Looking at the thread documentation, you could also call thread.timed_join in the main thread. timed_join will wait for a specified amount for the thread to 'join' (join means that the thread has finsihed)
I don't mean to be presumptive, but it seems like the purpose of your finished_flag variable is to pause the main thread (at some point) until the thread thrd has completed.
The easiest way to do this is to use boost::thread::join
// launch the thread...
thrd = new boost::thread(boost::bind(&myclass::mymethod, this, &finished_flag);
// ... do other things maybe ...
// wait for the thread to complete
thrd.join();
If you really want to get into the details of communication between threads via shared memory, even declaring a variable volatile won't be enough, even if the compiler does use appropriate access semantics to ensure that it won't get a stale version of data after checking the flag. The CPU can issue reads and writes out of order as long (x86 usually doesn't, but PPC definitely does) and there is nothing in C++9x that allows the compiler to generate code to order memory accesses appropriately.
Herb Sutter's Effective Concurrency series has an extremely in depth look at how the C++ world intersects the multicore/multiprocessor world.
Having the thread set a flag (or signal an event) before it exits is a race condition. The thread has not necessarily returned to the OS yet, and may still be executing.
For example, consider a program that loads a dynamic library (pseudocode):
lib = loadLibrary("someLibrary");
fun = getFunction("someFunction");
fun();
unloadLibrary(lib);
And let's suppose that this library uses your thread:
void someFunction() {
volatile bool finished_flag = false;
thrd = new boost::thread(boost::bind(&myclass::mymethod, this, &finished_flag);
while(!finished_flag) { // ignore the polling loop, it's besides the point
sleep();
}
delete thrd;
}
void myclass::mymethod() {
// do stuff
finished_flag = true;
}
When myclass::mymethod() sets finished_flag to true, myclass::mymethod() hasn't returned yet.
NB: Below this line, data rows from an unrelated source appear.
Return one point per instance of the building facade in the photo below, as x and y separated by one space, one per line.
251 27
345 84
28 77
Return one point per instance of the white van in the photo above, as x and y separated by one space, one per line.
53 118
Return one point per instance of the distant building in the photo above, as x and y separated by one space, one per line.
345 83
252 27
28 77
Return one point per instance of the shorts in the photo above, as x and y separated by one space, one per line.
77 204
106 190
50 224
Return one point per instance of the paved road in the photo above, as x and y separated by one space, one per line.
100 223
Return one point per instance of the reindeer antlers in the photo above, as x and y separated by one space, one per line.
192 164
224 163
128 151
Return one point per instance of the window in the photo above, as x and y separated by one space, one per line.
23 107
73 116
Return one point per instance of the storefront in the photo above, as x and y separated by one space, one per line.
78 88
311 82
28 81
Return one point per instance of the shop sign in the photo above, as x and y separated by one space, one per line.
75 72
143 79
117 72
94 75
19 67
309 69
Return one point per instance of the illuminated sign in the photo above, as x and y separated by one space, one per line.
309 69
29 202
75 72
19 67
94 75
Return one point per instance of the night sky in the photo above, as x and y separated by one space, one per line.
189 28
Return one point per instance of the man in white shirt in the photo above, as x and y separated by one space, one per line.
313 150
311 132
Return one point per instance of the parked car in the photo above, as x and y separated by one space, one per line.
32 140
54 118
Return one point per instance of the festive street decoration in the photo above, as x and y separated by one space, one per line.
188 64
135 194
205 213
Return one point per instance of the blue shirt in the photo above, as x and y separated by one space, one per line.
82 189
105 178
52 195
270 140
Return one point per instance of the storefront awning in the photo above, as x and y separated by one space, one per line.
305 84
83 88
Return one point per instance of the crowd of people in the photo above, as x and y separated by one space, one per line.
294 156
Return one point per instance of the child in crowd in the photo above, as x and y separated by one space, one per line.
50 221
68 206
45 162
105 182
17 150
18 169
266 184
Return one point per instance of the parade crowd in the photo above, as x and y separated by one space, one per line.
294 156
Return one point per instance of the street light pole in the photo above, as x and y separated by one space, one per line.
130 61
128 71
At the very least, it still has to execute a "return" instruction of some sort (if not much more: destructors, exception handler management, etc.). If the thread executing myclass::mymethod() gets pre-empted before that point, someFunction() will return to the calling program, and the calling program will unload the library. When the thread executing myclass::mymethod() gets scheduled to run again, the address containing the "return" instruction is no longer valid, and the program crashes.
The solution would be for someFunction() to call thrd->join() before returning. This would ensure that the thread has returned to the OS and is no longer executing.